Operation	LLM Calls	Model Slot	Notes
`Brain.create()`
→ Decomposition	`1`	`init`	Only with `autoSetup: true`. Determines neuron structure
→ Prompt parsing	`1`	`blueprintModel`	Extracts purpose and synthesis directives
→ Neuron init	`0 – N`	`blueprintModel`	Up to 1 call per neuron. TextNeuron: cognitive-skill customization — always, unless `skipUnderstand` (then `0`). ListNeuron: schema generation — `0` when a custom `observationSchema` is supplied. Observe and understand prompts are assembled deterministically — no LLM call.
`adjust(directive)`	`1–3`	`blueprintModel`	1 classify + (if config changes) 1 instruction-rewrite + 1 prompt/schema regen. Observe and understand prompts are re-assembled deterministically — TextNeuron spends the extra call on skill regen, ListNeuron on schema regen
→ + Understanding rewrite	`+1–15`	`learning.understand`	Only if directive changes what the neuron knows, not just how it behaves
`update(config)`	`0–1`	`blueprintModel`	0 if mechanical (model/threshold changes). 1 if instructions changed (schema/skill regen — the observe/understand prompts themselves regenerate without an LLM call)

Evolution Operations

Operation	LLM Calls	Model Slot	Notes
`signal()`	`0`	—	Buffers only. No immediate LLM call
Evaluator trigger	`1–12`	`evolution`	Agentic — inspects neurons, reviews gaps, makes decisions
→ Create N neurons	`1 + N`	`blueprintModel`	1 generation + 1 per neuron init
→ Merge neurons	`1`	`blueprintModel`	Single generation call
→ Split into N	`1 + (N-1)`	`blueprintModel`	1 generation + 1 init per new neuron
→ Update neuron	`1–15`	`blueprintModel`	1 guidance + optional adjust cascade
→ Delete neuron	`0`	—	Mechanical removal

Where to spend the smarter model

Routing the right model to the right slot is the cheapest performance win. Some heuristics:

learning.observer — runs on every batch, every neuron. Use the cheapest model that can follow the observation schema. A relevance-classification call doesn't need a frontier model.
learning.understand — runs less often but is what determines knowledge quality. Use a smart model.
learning.query — runs once per ask per neuron. Smart model recommended; the answer the user sees is shaped here.
query (brain ask synthesis) — final integration step. Smart model.
init / blueprintModel — one-time and rare (decomposition, per-neuron skill/schema generation). Smart model. Cost is amortized.
evolution — runs when signals accumulate. Smart model with tool-calling support is required.

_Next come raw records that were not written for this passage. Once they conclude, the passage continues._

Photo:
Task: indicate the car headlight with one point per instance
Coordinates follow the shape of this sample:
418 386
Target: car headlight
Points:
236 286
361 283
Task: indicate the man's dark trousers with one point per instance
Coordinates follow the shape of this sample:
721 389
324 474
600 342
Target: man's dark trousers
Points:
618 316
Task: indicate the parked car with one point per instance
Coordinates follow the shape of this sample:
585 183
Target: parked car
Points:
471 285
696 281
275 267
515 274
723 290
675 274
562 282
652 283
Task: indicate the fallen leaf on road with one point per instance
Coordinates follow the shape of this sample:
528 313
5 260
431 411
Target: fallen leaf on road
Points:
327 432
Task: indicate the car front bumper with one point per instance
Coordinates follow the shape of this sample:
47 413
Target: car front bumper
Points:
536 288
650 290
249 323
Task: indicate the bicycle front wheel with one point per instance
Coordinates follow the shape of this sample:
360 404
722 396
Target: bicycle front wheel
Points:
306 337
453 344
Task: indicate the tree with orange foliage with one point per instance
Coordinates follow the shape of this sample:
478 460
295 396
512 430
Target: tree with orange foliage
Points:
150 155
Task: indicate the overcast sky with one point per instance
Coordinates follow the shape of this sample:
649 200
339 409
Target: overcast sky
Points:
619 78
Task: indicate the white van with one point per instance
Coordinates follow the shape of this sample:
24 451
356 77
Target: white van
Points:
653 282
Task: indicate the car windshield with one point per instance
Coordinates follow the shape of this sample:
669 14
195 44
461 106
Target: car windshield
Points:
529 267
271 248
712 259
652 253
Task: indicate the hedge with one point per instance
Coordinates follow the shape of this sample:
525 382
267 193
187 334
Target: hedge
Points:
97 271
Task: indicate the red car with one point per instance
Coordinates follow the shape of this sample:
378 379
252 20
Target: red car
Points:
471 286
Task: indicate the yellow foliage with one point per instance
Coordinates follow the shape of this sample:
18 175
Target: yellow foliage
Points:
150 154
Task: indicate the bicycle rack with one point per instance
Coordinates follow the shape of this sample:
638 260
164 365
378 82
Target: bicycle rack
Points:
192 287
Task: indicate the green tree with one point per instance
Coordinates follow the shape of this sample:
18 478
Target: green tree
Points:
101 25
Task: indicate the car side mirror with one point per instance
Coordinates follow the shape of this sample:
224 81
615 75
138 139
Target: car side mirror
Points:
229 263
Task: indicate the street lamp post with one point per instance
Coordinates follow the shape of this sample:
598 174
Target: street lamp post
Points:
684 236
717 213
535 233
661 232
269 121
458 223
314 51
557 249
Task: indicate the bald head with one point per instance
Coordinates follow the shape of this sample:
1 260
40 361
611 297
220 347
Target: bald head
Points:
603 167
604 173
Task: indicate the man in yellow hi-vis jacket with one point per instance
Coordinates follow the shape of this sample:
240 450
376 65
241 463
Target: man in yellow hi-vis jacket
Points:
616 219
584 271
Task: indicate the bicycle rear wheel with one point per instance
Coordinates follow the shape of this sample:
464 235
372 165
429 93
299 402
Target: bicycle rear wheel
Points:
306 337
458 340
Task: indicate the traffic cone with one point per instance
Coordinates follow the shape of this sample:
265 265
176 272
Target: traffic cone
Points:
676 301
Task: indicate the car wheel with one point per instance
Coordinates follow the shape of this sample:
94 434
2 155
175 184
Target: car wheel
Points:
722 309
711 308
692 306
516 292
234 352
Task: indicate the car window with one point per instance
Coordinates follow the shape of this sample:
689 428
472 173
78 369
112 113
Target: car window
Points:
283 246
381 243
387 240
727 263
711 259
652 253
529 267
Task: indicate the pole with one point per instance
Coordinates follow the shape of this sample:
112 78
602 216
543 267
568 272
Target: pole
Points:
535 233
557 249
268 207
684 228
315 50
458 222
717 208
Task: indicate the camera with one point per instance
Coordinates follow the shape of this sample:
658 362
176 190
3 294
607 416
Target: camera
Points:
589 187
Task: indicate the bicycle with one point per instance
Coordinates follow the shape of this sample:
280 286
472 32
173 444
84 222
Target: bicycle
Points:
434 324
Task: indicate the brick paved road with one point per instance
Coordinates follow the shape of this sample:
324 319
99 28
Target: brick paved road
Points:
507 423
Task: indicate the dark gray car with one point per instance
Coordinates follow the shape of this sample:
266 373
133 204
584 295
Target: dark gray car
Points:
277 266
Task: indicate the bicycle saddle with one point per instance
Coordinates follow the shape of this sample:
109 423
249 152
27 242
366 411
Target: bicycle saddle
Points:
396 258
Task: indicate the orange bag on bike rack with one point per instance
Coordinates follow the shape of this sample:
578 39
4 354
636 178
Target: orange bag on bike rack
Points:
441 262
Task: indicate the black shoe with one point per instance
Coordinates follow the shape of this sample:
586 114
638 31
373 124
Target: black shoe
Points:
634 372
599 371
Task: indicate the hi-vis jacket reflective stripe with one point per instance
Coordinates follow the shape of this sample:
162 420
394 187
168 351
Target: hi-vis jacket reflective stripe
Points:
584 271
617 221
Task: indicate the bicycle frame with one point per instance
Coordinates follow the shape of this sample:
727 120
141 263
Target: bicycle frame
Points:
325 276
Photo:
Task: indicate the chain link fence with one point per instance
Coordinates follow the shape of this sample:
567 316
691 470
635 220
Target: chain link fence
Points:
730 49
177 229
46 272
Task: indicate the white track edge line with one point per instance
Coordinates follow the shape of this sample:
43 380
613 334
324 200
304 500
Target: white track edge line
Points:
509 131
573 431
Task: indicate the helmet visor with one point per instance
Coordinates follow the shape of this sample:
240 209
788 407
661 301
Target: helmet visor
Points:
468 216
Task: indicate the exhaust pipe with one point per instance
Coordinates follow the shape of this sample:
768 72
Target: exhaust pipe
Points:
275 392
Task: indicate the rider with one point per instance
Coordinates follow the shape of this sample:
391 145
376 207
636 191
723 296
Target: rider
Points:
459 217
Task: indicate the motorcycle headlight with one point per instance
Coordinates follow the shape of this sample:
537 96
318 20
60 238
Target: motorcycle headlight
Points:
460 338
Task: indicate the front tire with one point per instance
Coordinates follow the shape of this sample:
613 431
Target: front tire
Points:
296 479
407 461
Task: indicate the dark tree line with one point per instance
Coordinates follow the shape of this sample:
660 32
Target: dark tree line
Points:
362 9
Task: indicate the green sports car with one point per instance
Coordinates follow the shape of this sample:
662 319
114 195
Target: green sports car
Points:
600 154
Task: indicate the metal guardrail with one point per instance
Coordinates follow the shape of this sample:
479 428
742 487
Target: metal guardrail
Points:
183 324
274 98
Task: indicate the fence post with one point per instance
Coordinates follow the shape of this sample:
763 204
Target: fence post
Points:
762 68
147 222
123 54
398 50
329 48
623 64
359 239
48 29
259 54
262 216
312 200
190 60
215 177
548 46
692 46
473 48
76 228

See Configuration — Model Cascade for the full cascade and the Cost-optimized setup example.

Latency

Per-call latency is dominated by the model and provider, not Adapt. A few observations:

Observe phase runs in parallel across neurons within a batch.
Synthesize runs once per neuron when its buffer crosses a threshold — not every batch.
Internal neurons run a second pass after user-facing neurons. They use queries that resolve asynchronously and often complete on the next inject.
Deep-mode ask is variable: 2–12 calls depending on the agent's path.

For a step-by-step lifecycle with timing estimates, see Events — Brain lifecycle timing.